God will have all thou hast, thy mind, thy will,
Thy thoughts, thy words, thy works. A nullity
proves, when God, that should have all, doth find That there is any one thing left behind.
And having given him all, thou must receive
All that he gives. Meet his Commandment :
Resolve that thine obedience must not leave,
Until it reach unto the same extent.
For all his Precepts are of equal strength,
And measure thy performance to the length :
Then call to mind that constancy must knit
Thine undertakings and thine actions fast :
He that sets forth towards heaven, and doth sit
Down by the way, will be found short at last.

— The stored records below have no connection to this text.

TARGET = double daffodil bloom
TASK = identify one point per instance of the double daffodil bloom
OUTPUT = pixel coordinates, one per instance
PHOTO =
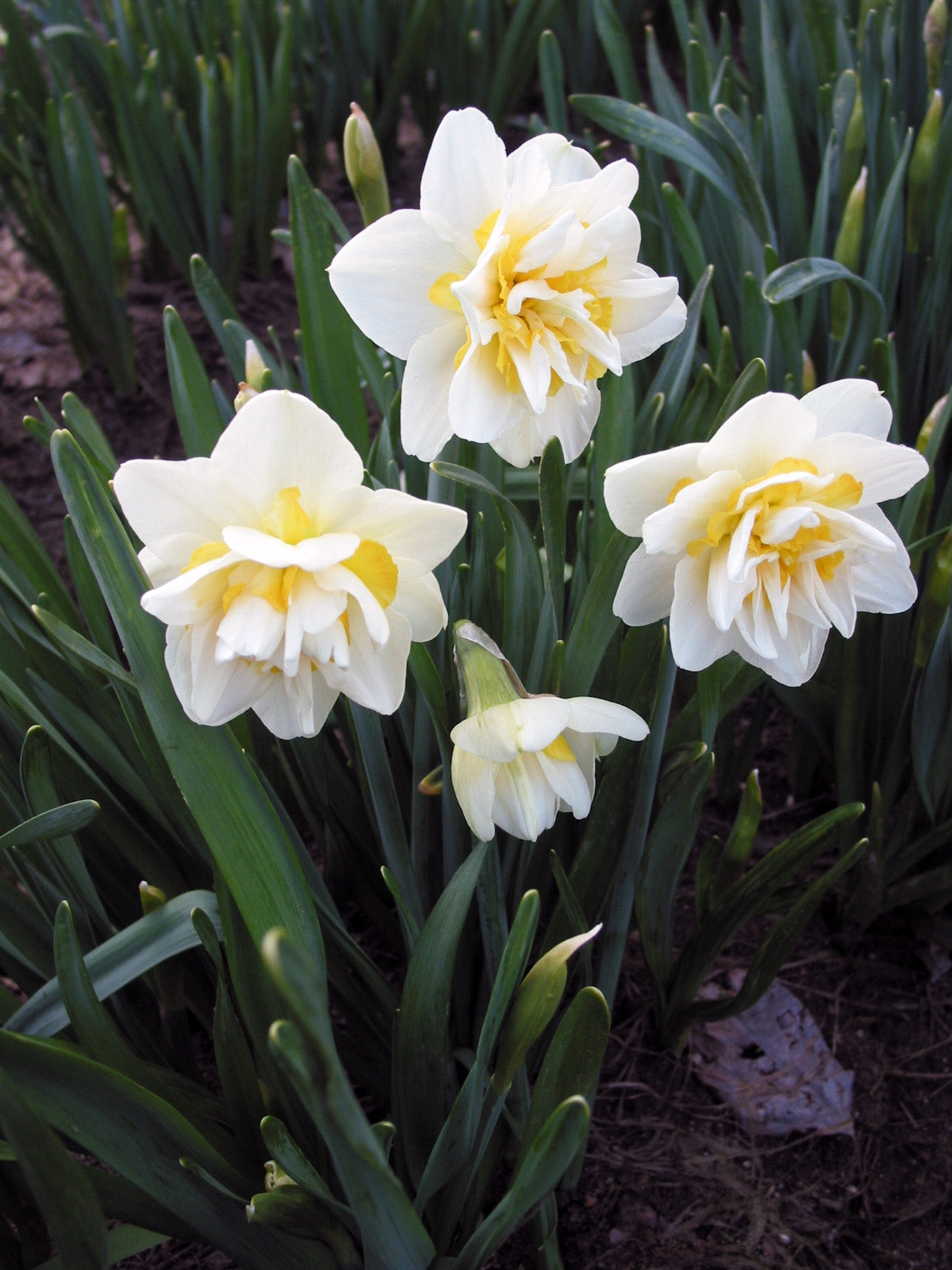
(518, 760)
(767, 537)
(509, 294)
(281, 578)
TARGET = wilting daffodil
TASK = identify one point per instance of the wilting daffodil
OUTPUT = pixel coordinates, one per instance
(281, 578)
(511, 292)
(520, 759)
(762, 539)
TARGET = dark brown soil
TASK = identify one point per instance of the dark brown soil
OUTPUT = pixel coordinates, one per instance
(670, 1180)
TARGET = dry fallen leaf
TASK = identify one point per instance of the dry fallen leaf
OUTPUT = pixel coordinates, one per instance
(772, 1066)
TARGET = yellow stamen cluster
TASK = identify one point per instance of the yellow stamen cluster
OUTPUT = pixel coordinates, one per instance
(289, 522)
(535, 315)
(842, 492)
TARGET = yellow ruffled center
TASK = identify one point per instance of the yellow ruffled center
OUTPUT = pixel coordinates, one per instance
(560, 749)
(768, 495)
(535, 315)
(290, 522)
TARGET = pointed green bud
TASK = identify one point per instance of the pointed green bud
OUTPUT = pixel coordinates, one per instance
(533, 1009)
(486, 676)
(928, 427)
(935, 601)
(935, 35)
(152, 899)
(432, 783)
(363, 164)
(850, 244)
(274, 1176)
(920, 171)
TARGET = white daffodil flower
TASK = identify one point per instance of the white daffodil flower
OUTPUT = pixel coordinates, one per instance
(509, 294)
(768, 535)
(518, 760)
(282, 579)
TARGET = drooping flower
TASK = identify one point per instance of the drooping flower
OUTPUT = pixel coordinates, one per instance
(762, 539)
(520, 759)
(282, 579)
(511, 291)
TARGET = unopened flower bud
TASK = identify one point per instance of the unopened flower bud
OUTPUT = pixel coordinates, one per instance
(533, 1009)
(935, 33)
(928, 427)
(363, 164)
(920, 169)
(850, 243)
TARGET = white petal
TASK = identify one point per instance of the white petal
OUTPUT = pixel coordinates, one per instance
(384, 277)
(763, 431)
(884, 583)
(725, 594)
(311, 554)
(526, 804)
(209, 692)
(184, 597)
(647, 590)
(424, 406)
(641, 486)
(885, 470)
(376, 676)
(283, 441)
(569, 783)
(420, 602)
(593, 714)
(474, 785)
(374, 620)
(685, 518)
(177, 506)
(296, 708)
(419, 535)
(570, 416)
(601, 194)
(856, 406)
(566, 163)
(480, 404)
(499, 733)
(639, 332)
(251, 629)
(463, 179)
(696, 641)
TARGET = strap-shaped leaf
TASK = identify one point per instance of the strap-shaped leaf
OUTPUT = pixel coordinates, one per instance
(645, 129)
(391, 1232)
(571, 1064)
(60, 1185)
(243, 829)
(143, 1138)
(200, 422)
(121, 959)
(546, 1160)
(325, 328)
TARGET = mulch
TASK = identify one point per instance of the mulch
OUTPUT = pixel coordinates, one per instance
(670, 1180)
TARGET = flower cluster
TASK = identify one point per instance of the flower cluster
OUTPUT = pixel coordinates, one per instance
(509, 294)
(282, 579)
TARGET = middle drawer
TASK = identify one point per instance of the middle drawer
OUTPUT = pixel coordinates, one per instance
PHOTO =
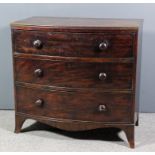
(74, 74)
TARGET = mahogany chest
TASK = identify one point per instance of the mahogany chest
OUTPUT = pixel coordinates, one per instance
(77, 74)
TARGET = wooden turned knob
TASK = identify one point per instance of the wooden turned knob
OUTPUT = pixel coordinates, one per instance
(102, 76)
(37, 44)
(104, 45)
(39, 103)
(38, 72)
(102, 107)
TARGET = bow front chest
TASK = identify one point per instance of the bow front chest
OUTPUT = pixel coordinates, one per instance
(77, 74)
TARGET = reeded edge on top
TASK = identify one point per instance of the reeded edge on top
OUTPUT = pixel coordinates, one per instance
(46, 22)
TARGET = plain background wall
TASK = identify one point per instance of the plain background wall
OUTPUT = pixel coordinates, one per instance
(12, 12)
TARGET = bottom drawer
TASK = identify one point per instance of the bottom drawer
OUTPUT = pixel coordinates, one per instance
(77, 105)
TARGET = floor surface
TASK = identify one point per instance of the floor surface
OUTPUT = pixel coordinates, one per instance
(40, 137)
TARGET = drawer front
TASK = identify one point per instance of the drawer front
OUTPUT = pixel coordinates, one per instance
(74, 74)
(85, 106)
(74, 44)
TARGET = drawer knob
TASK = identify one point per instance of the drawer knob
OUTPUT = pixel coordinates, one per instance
(104, 45)
(38, 72)
(37, 44)
(102, 76)
(102, 107)
(39, 102)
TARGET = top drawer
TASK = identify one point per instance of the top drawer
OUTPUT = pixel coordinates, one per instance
(113, 45)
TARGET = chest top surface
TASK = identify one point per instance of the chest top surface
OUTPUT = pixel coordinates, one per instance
(67, 22)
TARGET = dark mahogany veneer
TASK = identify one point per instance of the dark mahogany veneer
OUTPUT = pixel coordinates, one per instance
(77, 74)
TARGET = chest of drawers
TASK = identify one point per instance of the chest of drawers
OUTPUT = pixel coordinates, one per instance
(77, 74)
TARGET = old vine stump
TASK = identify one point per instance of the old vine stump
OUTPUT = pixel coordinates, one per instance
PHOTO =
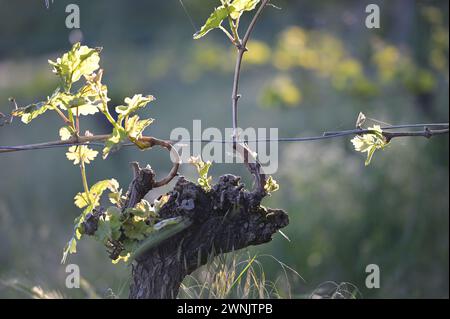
(224, 219)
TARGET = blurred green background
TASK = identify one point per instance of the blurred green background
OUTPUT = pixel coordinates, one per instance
(312, 66)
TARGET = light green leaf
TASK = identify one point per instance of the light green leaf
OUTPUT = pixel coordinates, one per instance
(71, 248)
(370, 142)
(214, 21)
(96, 191)
(271, 185)
(133, 104)
(81, 153)
(79, 61)
(135, 127)
(118, 136)
(239, 6)
(65, 133)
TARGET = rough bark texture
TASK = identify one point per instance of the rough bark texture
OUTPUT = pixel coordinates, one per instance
(225, 219)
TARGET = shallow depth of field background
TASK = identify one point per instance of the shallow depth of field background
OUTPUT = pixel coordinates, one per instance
(312, 67)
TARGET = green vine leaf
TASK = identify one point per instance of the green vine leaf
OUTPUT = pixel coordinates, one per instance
(134, 126)
(271, 185)
(239, 6)
(214, 21)
(92, 199)
(119, 135)
(32, 111)
(66, 132)
(79, 61)
(370, 142)
(81, 154)
(109, 225)
(234, 10)
(137, 102)
(202, 169)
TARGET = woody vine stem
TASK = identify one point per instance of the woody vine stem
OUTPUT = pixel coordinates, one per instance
(202, 220)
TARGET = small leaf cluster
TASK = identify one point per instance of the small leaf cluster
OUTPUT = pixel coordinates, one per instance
(202, 169)
(370, 142)
(117, 226)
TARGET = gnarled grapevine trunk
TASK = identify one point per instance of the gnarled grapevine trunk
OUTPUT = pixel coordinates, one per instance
(224, 219)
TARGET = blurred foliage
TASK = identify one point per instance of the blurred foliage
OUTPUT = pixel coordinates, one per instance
(312, 66)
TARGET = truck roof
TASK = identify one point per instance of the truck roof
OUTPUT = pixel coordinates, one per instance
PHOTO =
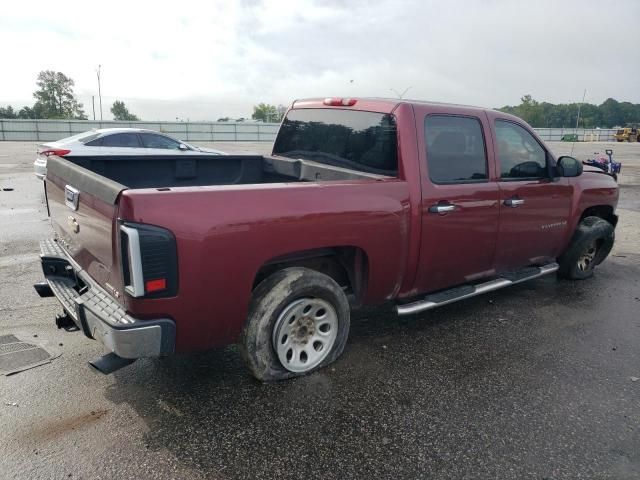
(378, 104)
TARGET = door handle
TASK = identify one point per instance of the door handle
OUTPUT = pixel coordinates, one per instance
(514, 202)
(442, 208)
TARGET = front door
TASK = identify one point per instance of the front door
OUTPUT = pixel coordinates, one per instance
(534, 207)
(459, 204)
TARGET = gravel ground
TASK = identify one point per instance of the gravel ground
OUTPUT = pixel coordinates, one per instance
(534, 381)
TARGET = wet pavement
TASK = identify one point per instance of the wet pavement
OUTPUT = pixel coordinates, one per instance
(534, 381)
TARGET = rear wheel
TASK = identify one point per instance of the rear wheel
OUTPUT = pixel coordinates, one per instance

Be constant to the end, and thou shalt have
A heavenly garland, though an earthly grave.
But he that would be constant, must not take
Religion up by fits and starts alone ;
But his continual practice must it make :
His course must be from end to end but one.
Bones often broken, and knit up again,
Lose of their length, though in their strength they gain.
Lastly, remember that Humility
Must solidate, and keep all close together.
What Pride puffs up with vain futility,
Lies open and exposed to all ill weather.
An empty bubble may
fair colours carry ; But blow upon it, and it will not tarry.
Prize not thine own too high, nor under-rate
Another's worth ; but deal indifferently :
View the defects of thy spiritual state,
And others' graces, with impartial eye.
The more thou deemest of thyself, the less
Esteem of thee will all men else express.
Contract thy lesson now, and this is just
The sum of all. He that desires to see
The face of God, in his Religion must
Sincere, entire, constant, and humble be.
If thus resolved, fear not to proceed :
Else the more haste thou makest, the worse thou'lt speed.
BETWIXT two dangerous rocks, Profaneness on
The one side, on the other Superstition,
How shall I sail secure ?
Lord, be my steersman, hold my helm,
And then though winds with waves o’erwhelm
My sails, I will endure
The bottom of the sea Is safe enough, if thou direct the way.